No dia a seguir, 14 de Junho de 69, o meu 3.º dia dessa já longínqua experiência, vou chegar a Madina Xaquili (**) onde passarei dias com uma intensidade de acontecimentos nunca antes vividos, mas esse relato será incluído no próximo Poste.

Até para a semana camaradas.
__________

Notas de CV:

(*) Vd. primeiro poste da série de 27 de Abril de 2009 > Guiné 63/74 - P4254: A Guerra vista de Bafatá (Fernando Gouveia) (1): Três oficiais: um General, um Coronel, um Alferes - suas personalidades

(**) Sobre Madina Xaquili, vd. postes de:

26 de Julho de 2007 > Guiné 63/74 - P2000: Operação Macaréu à Vista (Beja Santos) (55): Uma visita a Enxalé, um tornado em Bambadinca, um enterro em Madina Xaquili...

14 de Março de 2006 > Guiné 63/74 - DCXXVII: Estórias de Dulombi (Rui Felício, CCAÇ 2405) (2): O voo incandescente do Jagudi sobre Madina Xaquili

29 de Junho de 2005 > Guiné 69/71 - LXXXVIII: O baptismo de fogo da CCAÇ 12, em farda nº 3, em Madina Xaquili (Julho de 1969) (Luís Graça)

(...) "(l) Julho/69: Baptismo de fogo em Madina Xaquili

"Ainda não haviam sido distribuídos os camuflados às praças africanas quando a CCAÇ 12 fez a sua primeira saída para o mato.

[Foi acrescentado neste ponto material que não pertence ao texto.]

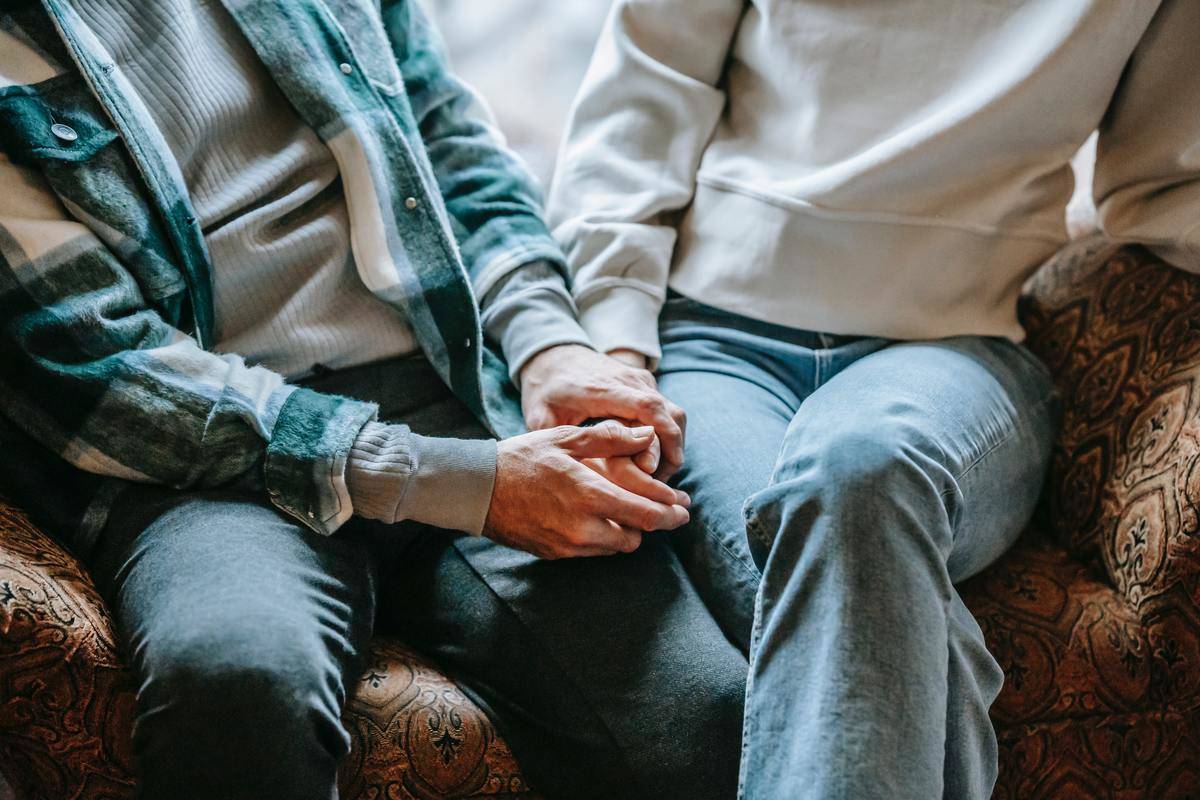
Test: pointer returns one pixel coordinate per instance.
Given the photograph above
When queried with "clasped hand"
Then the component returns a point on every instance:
(564, 491)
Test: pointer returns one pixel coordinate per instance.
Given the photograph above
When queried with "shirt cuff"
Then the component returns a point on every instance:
(395, 474)
(623, 318)
(528, 312)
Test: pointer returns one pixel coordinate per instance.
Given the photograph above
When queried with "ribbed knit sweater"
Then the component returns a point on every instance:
(269, 199)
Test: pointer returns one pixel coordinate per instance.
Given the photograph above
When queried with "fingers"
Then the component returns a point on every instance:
(625, 474)
(635, 511)
(667, 420)
(648, 459)
(606, 439)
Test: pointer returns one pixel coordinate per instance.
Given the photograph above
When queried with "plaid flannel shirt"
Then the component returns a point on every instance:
(106, 299)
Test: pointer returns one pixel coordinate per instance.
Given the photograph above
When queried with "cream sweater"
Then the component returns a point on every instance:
(879, 168)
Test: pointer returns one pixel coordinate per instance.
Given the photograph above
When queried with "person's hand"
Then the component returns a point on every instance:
(570, 384)
(549, 503)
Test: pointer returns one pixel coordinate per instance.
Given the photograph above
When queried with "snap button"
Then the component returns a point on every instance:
(64, 132)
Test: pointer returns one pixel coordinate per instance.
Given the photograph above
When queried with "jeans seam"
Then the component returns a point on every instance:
(712, 534)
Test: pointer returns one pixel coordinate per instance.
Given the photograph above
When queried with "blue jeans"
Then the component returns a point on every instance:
(247, 631)
(841, 487)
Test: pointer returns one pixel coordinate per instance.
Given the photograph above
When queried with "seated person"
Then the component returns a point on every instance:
(244, 376)
(815, 220)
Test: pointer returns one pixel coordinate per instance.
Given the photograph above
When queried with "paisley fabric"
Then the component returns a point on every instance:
(1095, 615)
(66, 699)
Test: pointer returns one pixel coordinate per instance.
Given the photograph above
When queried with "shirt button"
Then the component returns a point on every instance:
(64, 132)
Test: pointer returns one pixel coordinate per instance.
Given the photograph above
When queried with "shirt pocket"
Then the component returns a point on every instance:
(367, 40)
(53, 125)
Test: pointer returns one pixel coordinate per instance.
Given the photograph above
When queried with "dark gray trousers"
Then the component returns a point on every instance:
(607, 677)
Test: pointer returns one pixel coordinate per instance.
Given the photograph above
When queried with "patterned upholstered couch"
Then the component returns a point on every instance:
(1095, 615)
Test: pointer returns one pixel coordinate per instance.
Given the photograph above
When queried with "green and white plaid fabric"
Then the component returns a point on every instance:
(106, 299)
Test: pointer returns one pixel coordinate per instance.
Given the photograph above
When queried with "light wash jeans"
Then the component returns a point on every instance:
(841, 487)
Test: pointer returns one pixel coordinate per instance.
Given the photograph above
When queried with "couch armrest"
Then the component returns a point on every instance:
(1120, 329)
(66, 702)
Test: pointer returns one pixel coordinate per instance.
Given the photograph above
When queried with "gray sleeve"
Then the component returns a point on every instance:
(1147, 162)
(529, 311)
(394, 474)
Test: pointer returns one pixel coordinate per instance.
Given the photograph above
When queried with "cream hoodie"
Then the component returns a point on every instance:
(892, 168)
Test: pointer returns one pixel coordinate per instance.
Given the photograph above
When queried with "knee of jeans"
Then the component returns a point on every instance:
(265, 695)
(853, 471)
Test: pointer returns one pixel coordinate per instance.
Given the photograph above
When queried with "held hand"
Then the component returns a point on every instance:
(549, 503)
(569, 384)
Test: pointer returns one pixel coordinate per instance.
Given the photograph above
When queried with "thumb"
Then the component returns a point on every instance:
(607, 439)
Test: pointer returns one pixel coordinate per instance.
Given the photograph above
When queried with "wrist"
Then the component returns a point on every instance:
(543, 362)
(630, 358)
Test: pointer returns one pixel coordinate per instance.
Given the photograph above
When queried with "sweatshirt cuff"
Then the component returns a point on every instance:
(453, 485)
(622, 318)
(395, 474)
(544, 319)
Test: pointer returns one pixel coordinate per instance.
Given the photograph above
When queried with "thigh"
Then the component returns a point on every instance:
(735, 429)
(220, 581)
(606, 675)
(978, 413)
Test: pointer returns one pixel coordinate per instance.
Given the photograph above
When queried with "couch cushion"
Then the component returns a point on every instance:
(66, 698)
(1071, 645)
(1121, 331)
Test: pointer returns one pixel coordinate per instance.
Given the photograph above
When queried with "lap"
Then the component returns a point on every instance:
(976, 414)
(599, 671)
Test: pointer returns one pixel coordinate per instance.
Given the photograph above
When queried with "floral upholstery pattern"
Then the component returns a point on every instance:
(1095, 615)
(66, 699)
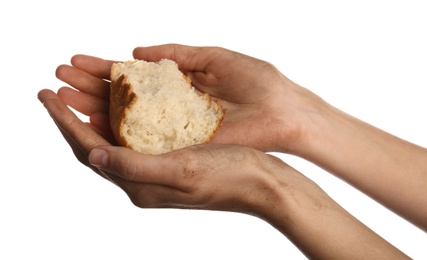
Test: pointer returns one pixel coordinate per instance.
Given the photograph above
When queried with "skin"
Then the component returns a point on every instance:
(265, 112)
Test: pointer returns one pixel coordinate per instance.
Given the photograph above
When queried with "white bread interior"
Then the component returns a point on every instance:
(154, 109)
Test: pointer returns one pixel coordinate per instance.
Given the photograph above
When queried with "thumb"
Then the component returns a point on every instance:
(134, 166)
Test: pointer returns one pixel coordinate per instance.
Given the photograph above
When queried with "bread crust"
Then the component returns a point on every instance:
(123, 98)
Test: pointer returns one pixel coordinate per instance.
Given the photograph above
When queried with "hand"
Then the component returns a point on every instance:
(228, 178)
(265, 110)
(216, 177)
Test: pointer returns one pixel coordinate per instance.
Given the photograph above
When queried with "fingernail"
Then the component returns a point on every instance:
(98, 158)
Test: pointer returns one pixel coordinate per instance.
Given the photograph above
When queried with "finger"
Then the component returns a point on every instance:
(83, 135)
(138, 167)
(97, 67)
(83, 102)
(84, 81)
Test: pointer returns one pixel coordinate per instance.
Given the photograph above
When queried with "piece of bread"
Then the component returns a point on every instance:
(154, 109)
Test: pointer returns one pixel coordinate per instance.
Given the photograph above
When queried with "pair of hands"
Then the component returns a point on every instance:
(264, 113)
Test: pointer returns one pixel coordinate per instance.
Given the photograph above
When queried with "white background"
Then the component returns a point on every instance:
(367, 58)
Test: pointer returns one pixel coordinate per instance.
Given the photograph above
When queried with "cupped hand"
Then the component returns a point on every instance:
(264, 109)
(213, 176)
(260, 101)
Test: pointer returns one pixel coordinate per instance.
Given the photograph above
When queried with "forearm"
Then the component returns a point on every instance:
(389, 169)
(321, 229)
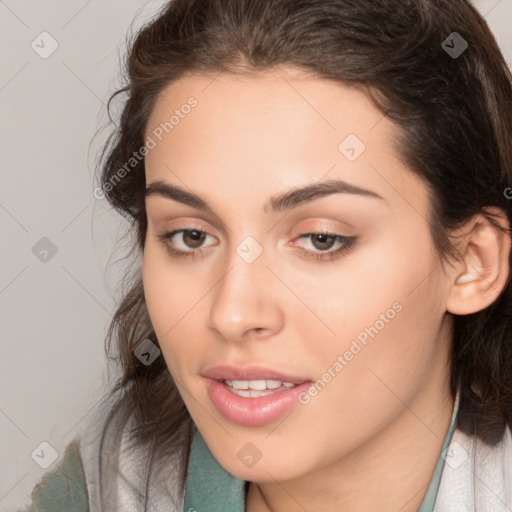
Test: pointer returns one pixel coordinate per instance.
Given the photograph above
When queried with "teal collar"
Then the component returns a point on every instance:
(210, 487)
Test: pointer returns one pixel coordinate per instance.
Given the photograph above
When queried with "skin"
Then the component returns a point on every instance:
(371, 438)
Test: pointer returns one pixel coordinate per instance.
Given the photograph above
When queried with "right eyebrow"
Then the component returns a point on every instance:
(277, 203)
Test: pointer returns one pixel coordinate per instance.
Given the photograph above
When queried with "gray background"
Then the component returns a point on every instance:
(54, 313)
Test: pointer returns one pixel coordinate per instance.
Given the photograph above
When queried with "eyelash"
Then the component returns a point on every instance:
(347, 241)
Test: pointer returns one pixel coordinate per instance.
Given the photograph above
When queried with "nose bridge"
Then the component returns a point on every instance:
(240, 302)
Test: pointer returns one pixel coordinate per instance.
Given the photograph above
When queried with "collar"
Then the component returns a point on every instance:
(210, 487)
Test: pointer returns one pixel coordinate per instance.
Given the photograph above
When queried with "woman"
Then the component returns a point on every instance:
(321, 318)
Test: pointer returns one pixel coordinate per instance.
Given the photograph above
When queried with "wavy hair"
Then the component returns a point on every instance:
(455, 121)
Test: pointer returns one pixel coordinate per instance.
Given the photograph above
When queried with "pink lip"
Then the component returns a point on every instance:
(250, 411)
(227, 372)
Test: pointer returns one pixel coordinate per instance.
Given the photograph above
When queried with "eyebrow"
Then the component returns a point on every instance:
(277, 203)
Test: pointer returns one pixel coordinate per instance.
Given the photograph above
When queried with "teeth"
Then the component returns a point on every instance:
(257, 385)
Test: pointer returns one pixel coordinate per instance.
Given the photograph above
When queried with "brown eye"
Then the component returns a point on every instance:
(193, 238)
(323, 241)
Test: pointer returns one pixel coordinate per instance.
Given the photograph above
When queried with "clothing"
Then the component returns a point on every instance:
(469, 476)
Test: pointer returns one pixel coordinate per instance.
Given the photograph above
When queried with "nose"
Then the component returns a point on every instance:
(245, 302)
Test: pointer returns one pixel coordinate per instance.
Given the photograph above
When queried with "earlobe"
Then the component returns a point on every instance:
(482, 274)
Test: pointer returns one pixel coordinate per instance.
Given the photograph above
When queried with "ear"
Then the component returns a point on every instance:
(482, 273)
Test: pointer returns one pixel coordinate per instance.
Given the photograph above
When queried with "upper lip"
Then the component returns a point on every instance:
(227, 372)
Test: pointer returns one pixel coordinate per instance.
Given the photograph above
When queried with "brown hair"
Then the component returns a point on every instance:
(455, 120)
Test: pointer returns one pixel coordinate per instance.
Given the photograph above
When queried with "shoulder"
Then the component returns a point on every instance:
(64, 488)
(476, 476)
(104, 469)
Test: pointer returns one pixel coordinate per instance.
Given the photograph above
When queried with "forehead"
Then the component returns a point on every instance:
(278, 127)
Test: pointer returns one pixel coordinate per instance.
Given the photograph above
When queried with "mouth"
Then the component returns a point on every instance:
(253, 396)
(256, 388)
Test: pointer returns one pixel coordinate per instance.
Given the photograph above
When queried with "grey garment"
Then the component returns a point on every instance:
(476, 477)
(121, 475)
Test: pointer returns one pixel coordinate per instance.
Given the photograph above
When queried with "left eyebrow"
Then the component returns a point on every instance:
(277, 203)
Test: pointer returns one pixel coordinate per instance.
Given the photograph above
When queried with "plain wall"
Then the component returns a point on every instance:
(54, 313)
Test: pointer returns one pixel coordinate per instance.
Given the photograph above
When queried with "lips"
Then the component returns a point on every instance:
(247, 373)
(230, 390)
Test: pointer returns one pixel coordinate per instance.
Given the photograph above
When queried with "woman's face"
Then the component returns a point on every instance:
(356, 315)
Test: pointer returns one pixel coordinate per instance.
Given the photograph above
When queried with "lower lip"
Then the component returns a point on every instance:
(253, 411)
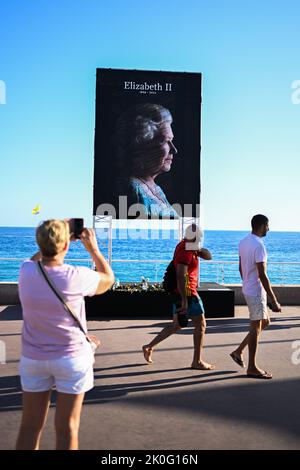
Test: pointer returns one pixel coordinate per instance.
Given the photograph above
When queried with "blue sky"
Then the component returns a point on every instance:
(248, 52)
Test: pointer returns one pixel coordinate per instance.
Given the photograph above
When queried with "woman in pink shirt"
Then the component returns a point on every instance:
(55, 352)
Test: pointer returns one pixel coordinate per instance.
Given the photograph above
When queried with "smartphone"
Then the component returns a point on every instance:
(76, 227)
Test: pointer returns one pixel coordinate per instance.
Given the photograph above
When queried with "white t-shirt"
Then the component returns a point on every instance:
(49, 331)
(252, 251)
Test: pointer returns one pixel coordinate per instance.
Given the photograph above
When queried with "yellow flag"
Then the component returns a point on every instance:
(36, 210)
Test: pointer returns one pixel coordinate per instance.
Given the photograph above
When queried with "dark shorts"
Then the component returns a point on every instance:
(195, 306)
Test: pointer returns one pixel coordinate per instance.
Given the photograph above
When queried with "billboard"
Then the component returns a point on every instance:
(147, 144)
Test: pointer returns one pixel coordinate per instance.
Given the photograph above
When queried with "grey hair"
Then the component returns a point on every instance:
(136, 127)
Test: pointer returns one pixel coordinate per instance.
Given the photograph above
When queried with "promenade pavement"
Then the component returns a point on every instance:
(167, 405)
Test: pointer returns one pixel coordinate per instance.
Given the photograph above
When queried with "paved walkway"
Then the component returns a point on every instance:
(167, 405)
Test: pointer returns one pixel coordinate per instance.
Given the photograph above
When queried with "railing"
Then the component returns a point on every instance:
(221, 272)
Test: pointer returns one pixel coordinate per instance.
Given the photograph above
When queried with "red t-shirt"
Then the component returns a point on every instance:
(189, 258)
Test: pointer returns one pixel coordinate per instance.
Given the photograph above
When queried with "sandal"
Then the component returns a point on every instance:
(265, 375)
(237, 360)
(147, 354)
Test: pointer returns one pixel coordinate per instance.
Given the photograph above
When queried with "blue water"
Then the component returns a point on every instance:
(18, 242)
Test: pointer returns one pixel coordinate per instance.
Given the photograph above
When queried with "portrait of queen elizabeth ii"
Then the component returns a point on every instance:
(144, 148)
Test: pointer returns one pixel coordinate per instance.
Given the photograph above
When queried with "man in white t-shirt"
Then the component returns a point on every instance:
(256, 287)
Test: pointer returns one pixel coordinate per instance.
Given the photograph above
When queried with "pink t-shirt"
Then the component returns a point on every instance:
(49, 331)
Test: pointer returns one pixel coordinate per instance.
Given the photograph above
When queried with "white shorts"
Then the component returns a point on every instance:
(257, 306)
(69, 374)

A 21, três Gr Comb (2º, 3º e 4º) seguiam em farda nº 3 para Madina Xaquili a fim de reforçar temporariamente o sub- sector de Galomaro,[a sul de Bafatá].

"Entretanto, o 1º Gr Comb efectuaria à tarde uma patrulha de segurança ao Mato Cão, [no chamado Rio Geba Estreito], tendo detectado vestígios muito recentes do IN que fizera uma tentativa de sabotagam da ponte sobre o Rio Gambana, provavelmente na altura do último ataque a Missirá (a 15).

"Este afluente do Rio Geba está referenciado como um ponto de cambança [travessia] do IN. Depois de se ter mostrado particularmente activo, durante o mês anterior na zona oeste do Sector L1 (triângulo Xime-Bambadinca-Xitole), o IN procurava agora abrir uma nova frente a leste, utilizando as linhas de infiltração do Boé [Madina do Boé tinha sido abandonada pelas NT em 8 de Fevereiro último e logo ocupada pelo IN] e visando especialmente as tabancas de Cossé, Cabomba e Binafa.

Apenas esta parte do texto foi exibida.